Por una cuestión de practicidad, los atados estaban armados de a diez y los ofrecía a un dólar. Nada me costaba desarmar uno y venderle siete sahumerios a setenta centavos. Pero lo impropio de su pedido instigó mi intransigencia.

—Ten one dólar —repliqué, impasible.

Creí que no había comprendido. Nos miramos a los ojos unos segundos. Se puso a emitir una serie de balbuceos entre los que pude inteligir el vocablo seven repetido al menos tres veces.

—Ten or nothing. —Me mantuve en mis trece.

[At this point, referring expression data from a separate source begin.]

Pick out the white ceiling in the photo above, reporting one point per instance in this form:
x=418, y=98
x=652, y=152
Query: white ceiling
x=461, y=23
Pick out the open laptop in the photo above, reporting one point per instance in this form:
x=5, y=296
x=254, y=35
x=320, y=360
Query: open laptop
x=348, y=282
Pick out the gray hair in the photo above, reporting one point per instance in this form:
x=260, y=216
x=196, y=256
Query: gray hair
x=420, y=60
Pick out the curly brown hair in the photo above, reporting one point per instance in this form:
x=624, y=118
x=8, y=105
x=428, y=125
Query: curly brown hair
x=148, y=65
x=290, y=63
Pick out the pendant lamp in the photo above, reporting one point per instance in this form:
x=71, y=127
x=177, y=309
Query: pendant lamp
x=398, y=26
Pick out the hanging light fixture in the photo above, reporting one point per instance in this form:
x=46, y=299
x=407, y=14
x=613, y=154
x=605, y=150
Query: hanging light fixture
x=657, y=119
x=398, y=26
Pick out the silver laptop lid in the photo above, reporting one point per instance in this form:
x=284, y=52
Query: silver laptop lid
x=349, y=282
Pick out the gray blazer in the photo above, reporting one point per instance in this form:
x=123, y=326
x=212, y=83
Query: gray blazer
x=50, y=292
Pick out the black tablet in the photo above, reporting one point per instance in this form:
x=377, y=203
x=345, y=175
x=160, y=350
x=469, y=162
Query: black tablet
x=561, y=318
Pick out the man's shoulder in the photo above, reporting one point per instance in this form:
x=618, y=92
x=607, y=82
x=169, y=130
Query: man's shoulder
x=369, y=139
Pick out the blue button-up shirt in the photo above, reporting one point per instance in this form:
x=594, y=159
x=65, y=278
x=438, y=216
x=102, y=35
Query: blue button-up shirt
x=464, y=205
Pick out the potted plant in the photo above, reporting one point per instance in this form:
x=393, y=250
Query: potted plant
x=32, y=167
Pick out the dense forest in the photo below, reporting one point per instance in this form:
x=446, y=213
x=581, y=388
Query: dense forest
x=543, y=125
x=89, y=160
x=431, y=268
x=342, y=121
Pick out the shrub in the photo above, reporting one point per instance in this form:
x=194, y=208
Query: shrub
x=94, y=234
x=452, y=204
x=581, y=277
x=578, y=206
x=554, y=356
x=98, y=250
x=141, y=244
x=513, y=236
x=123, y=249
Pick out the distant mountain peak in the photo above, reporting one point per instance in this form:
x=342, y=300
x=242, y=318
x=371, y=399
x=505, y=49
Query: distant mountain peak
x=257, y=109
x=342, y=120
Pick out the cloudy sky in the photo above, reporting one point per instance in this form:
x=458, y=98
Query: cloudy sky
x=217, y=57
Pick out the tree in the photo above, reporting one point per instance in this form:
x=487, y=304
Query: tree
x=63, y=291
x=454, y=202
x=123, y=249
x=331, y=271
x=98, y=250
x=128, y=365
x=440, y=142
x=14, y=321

Se alejó vociferando y lanzando imprecaciones hacia el cielo. Me sentí reconfortado.

⚝⚝⚝

Una hora más tarde, se me vino el mundo encima. Mientras corría sin saber hacia dónde, tuve la convicción de que se trataba de un terremoto invertido. Que fue un avión, que penetró íntegro en la cara del edificio contra el que apoyaba indolente la espalda, que se trató de un atentado son datos que fui incorporando con el tiempo. Estuve tres noches sin dormir. Las primeras curaciones me las hicieron los bomberos. Tenía la cabeza vendada y, debajo de la venda, un ardor expandido similar al de cien picaduras de abejas. Había ido a Estados Unidos en busca del despegue económico y casi se me había caído un avión encima. Dije lo que sabía, que era nada, y logré que me deportaran. Mientras me trasladaban al aeropuerto Kennedy, no podía dejar de pensar: ellos están muertos y yo no. Debía repetírmelo para convencerme de ambas afirmaciones, porque lo cierto es que no estaba seguro de que ninguna de las dos fuese verdadera.